第24話 言継
「赤城団団四部隊部隊長長野原言継だ」
正行と美緒の2人の前に現れた男。彼は自分を赤城団の第四部隊部隊長と名乗った。赤城団を始め各団にはそれぞれ遊撃隊を有している。その遊撃隊は団によってまちまちだが、10から15程度の分隊で成り立っている。それぞれの部隊の部隊長はかなりの実力の持ち主である。

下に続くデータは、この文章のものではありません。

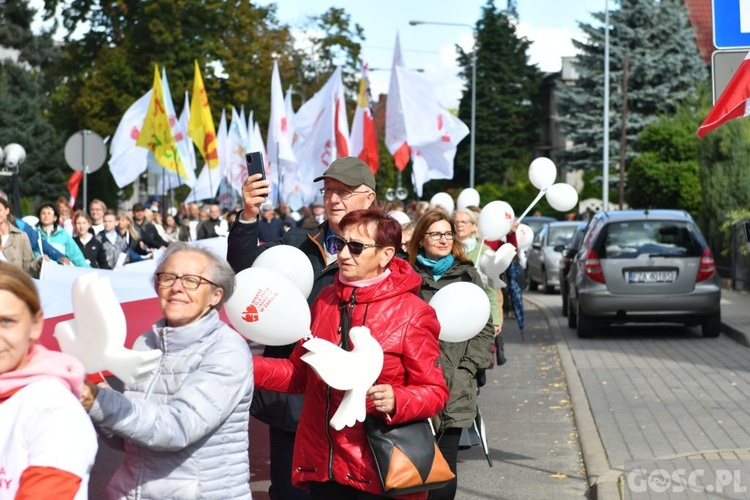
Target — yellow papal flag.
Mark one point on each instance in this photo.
(201, 125)
(156, 133)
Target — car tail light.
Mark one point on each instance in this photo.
(593, 267)
(707, 267)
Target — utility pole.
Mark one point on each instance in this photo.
(624, 124)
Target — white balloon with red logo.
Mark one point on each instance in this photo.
(268, 308)
(524, 237)
(462, 309)
(291, 262)
(495, 220)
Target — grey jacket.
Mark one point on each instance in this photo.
(185, 428)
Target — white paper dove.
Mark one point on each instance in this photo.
(97, 334)
(350, 371)
(493, 264)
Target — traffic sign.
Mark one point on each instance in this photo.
(731, 22)
(724, 64)
(85, 151)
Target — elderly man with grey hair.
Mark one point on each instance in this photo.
(184, 427)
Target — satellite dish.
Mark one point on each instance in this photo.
(85, 151)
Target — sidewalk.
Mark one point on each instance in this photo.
(603, 461)
(735, 315)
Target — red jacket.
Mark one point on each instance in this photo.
(407, 329)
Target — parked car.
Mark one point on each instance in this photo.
(641, 266)
(543, 260)
(537, 221)
(568, 255)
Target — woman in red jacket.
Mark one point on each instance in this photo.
(375, 290)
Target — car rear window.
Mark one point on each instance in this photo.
(560, 235)
(628, 240)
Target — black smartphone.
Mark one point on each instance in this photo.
(255, 164)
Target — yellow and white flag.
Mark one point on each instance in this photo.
(156, 133)
(201, 127)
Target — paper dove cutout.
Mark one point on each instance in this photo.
(350, 371)
(493, 264)
(97, 334)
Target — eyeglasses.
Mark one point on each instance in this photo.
(435, 236)
(189, 281)
(355, 247)
(343, 194)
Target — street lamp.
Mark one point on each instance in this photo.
(10, 159)
(473, 91)
(605, 140)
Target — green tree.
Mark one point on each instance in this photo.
(664, 69)
(330, 40)
(508, 112)
(24, 104)
(666, 174)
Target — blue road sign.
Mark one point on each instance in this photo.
(731, 21)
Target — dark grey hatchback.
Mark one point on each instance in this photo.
(644, 266)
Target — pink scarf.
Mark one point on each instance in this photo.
(44, 364)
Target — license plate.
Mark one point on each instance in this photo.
(651, 276)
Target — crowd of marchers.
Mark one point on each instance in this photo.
(184, 428)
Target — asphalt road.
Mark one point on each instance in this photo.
(659, 394)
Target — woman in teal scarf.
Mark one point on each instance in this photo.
(439, 258)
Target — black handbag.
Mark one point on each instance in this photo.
(407, 456)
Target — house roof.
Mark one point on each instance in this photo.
(700, 18)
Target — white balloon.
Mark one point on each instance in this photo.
(542, 173)
(444, 200)
(469, 197)
(562, 197)
(524, 237)
(493, 264)
(495, 220)
(291, 262)
(400, 217)
(462, 309)
(268, 308)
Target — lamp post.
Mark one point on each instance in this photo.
(605, 139)
(11, 158)
(473, 92)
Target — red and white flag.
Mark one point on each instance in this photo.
(395, 128)
(433, 132)
(364, 140)
(73, 184)
(323, 131)
(281, 160)
(733, 103)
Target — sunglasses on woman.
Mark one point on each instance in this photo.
(355, 247)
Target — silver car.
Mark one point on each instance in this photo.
(543, 260)
(644, 266)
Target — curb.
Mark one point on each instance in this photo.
(603, 481)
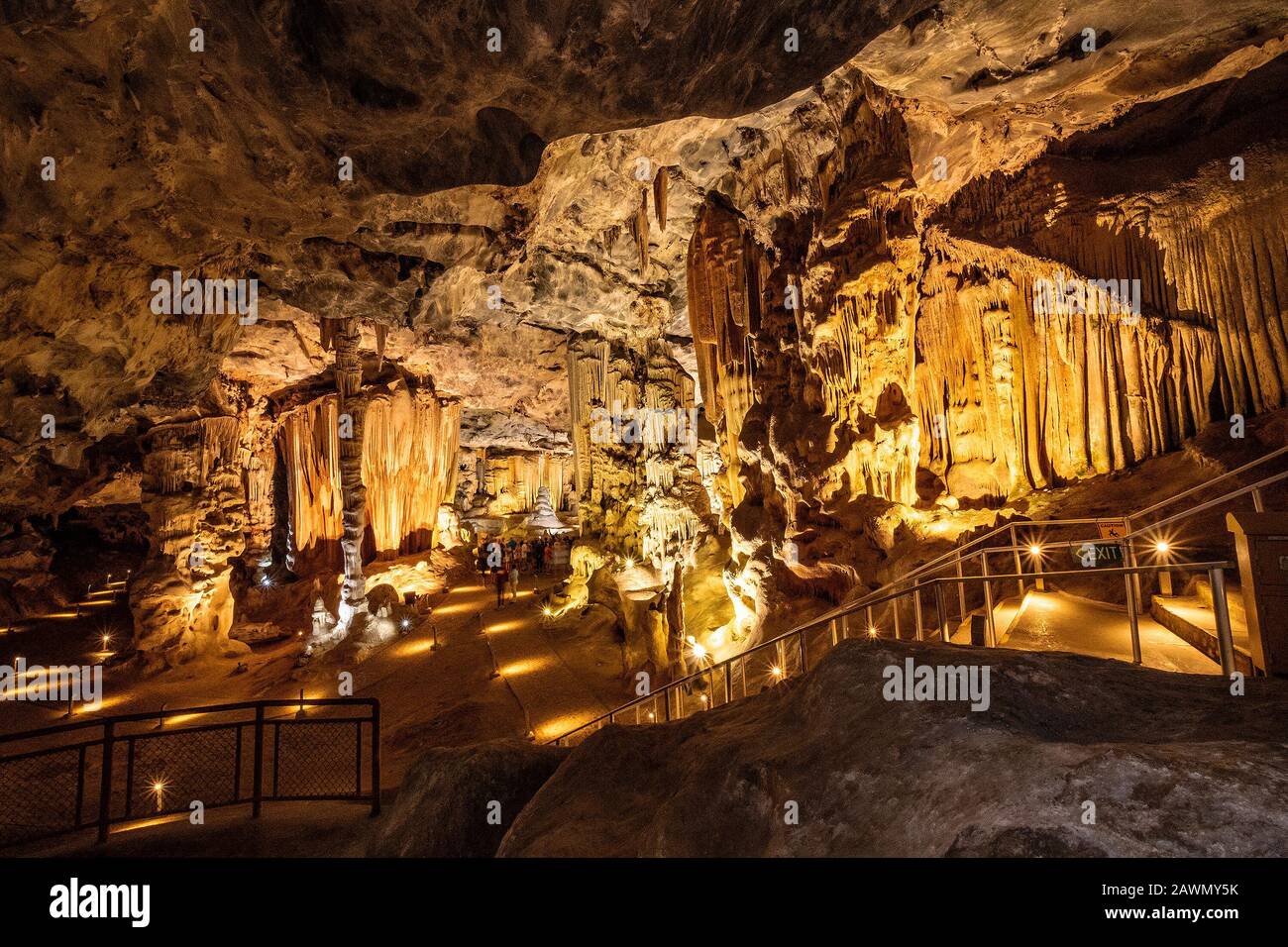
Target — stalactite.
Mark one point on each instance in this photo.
(513, 479)
(642, 496)
(408, 467)
(660, 184)
(639, 227)
(353, 492)
(196, 502)
(724, 307)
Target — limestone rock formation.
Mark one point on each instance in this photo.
(1175, 766)
(459, 802)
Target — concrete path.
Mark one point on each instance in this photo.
(1057, 621)
(553, 696)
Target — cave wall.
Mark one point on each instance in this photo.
(408, 468)
(640, 493)
(196, 505)
(863, 347)
(509, 479)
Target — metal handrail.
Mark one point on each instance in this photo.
(1216, 571)
(1203, 486)
(188, 711)
(112, 736)
(958, 554)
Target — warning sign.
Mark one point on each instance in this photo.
(1112, 528)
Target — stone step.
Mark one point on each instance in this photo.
(1190, 618)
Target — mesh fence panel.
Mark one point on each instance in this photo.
(172, 770)
(38, 796)
(316, 758)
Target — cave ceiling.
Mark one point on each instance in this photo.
(518, 170)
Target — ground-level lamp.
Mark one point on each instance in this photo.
(1162, 548)
(1035, 553)
(159, 788)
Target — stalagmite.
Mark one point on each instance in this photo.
(353, 493)
(639, 227)
(193, 496)
(408, 458)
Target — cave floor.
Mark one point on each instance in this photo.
(1060, 621)
(554, 697)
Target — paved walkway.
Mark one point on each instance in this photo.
(1057, 621)
(554, 698)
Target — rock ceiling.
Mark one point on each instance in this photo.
(523, 169)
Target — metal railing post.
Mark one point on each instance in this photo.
(941, 613)
(1222, 611)
(1132, 617)
(1131, 557)
(104, 789)
(375, 758)
(915, 608)
(988, 598)
(961, 590)
(258, 779)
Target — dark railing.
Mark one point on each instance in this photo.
(1018, 541)
(110, 771)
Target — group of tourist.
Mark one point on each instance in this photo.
(507, 561)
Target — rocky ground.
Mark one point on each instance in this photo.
(1073, 757)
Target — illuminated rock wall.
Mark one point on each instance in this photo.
(514, 478)
(917, 344)
(408, 464)
(196, 505)
(642, 496)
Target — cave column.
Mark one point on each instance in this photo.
(353, 492)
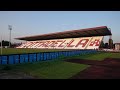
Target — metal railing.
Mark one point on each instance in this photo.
(42, 56)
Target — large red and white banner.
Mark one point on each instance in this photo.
(70, 43)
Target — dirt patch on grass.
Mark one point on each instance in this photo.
(106, 69)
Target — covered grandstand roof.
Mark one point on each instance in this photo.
(96, 31)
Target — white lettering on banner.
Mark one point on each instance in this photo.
(70, 43)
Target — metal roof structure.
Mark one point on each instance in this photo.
(88, 32)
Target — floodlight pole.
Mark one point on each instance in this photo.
(1, 45)
(10, 28)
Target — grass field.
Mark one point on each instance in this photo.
(98, 56)
(53, 69)
(47, 69)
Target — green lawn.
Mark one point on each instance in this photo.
(53, 69)
(98, 56)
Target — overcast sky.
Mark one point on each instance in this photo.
(25, 23)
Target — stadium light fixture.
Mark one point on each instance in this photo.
(1, 45)
(10, 28)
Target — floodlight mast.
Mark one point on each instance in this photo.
(10, 28)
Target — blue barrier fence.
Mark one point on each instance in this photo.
(42, 56)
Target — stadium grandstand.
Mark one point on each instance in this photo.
(89, 38)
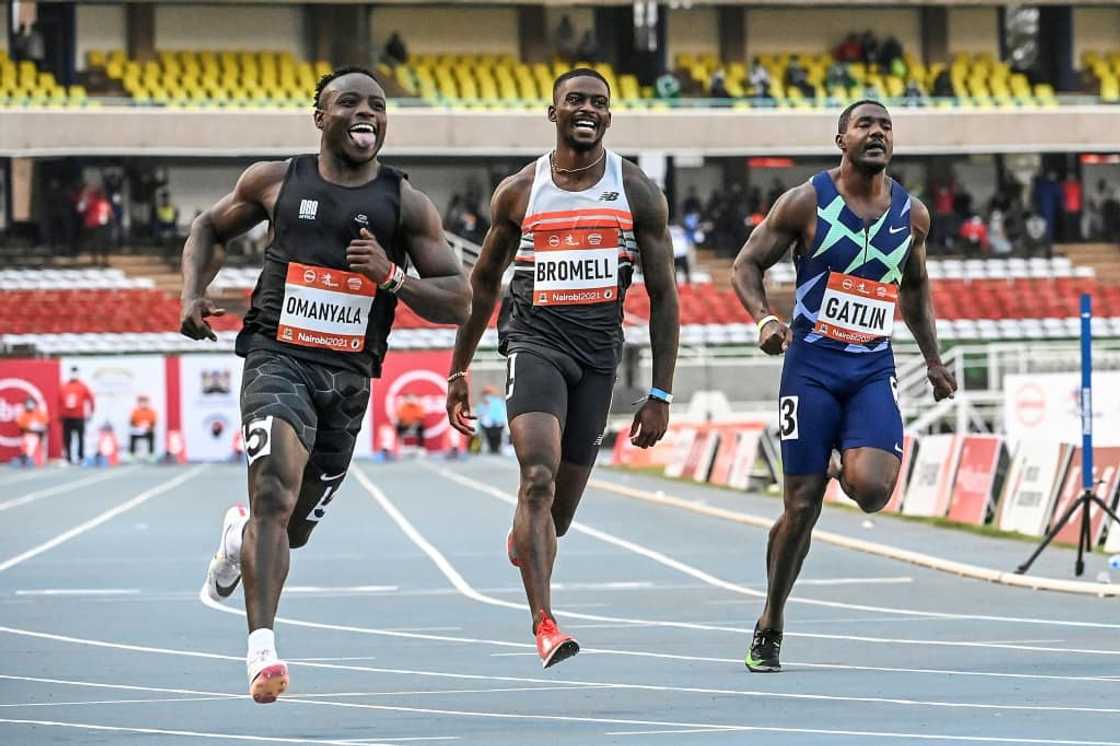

その実力の持ち主が2人の目の前に現れた。美緒も榛名団第三部隊部隊長であるが、正行自身はただの一般隊員である。美緒相手にはうまく戦い勝つことができた正行であるが、2人目の部隊長格に勝てる保証はなかった。
(……どうしたものか)
正行は、悩む。
この状況で戦いを避けることは不可能だろう。
それは悟っていた。
じゃあ、どうするのか。正行は考えていた。
美緒の力を借りるしかない。
自分ひとりで勝てる自信がなかったからだ。
「四部隊部隊長さんですか……」
正行は、とりあえずいきなり戦いに始まるのを避けようと何とか言継との会話を始める。
会話をしてなんとか時間稼ぎをして戦いを避ける手段を見つけなければ。
「ああ、だから無駄な抵抗は諦めるんだな。さっさと赤城団の軍門に下れ」
隙が無い。
正行は、何とかして戦いの回避の手段を考えていた。それと同時に戦いに勝つ手段も考えていた。しかし、言継は正行が動こうとするのを予期していた。正行が、一歩動こうとすると先にそっちに一歩動こうとしていた。
「ちっ」
正行は舌打ちをする。
戦いづらい。
やりづらい。
もう正行は、どうすればいいのか分からなくなっていた。
「さあ、戦うしかお前らには活路はないぞ」
言継は、正行たちに迫る。
今、正行と美緒は岐路に立っていた。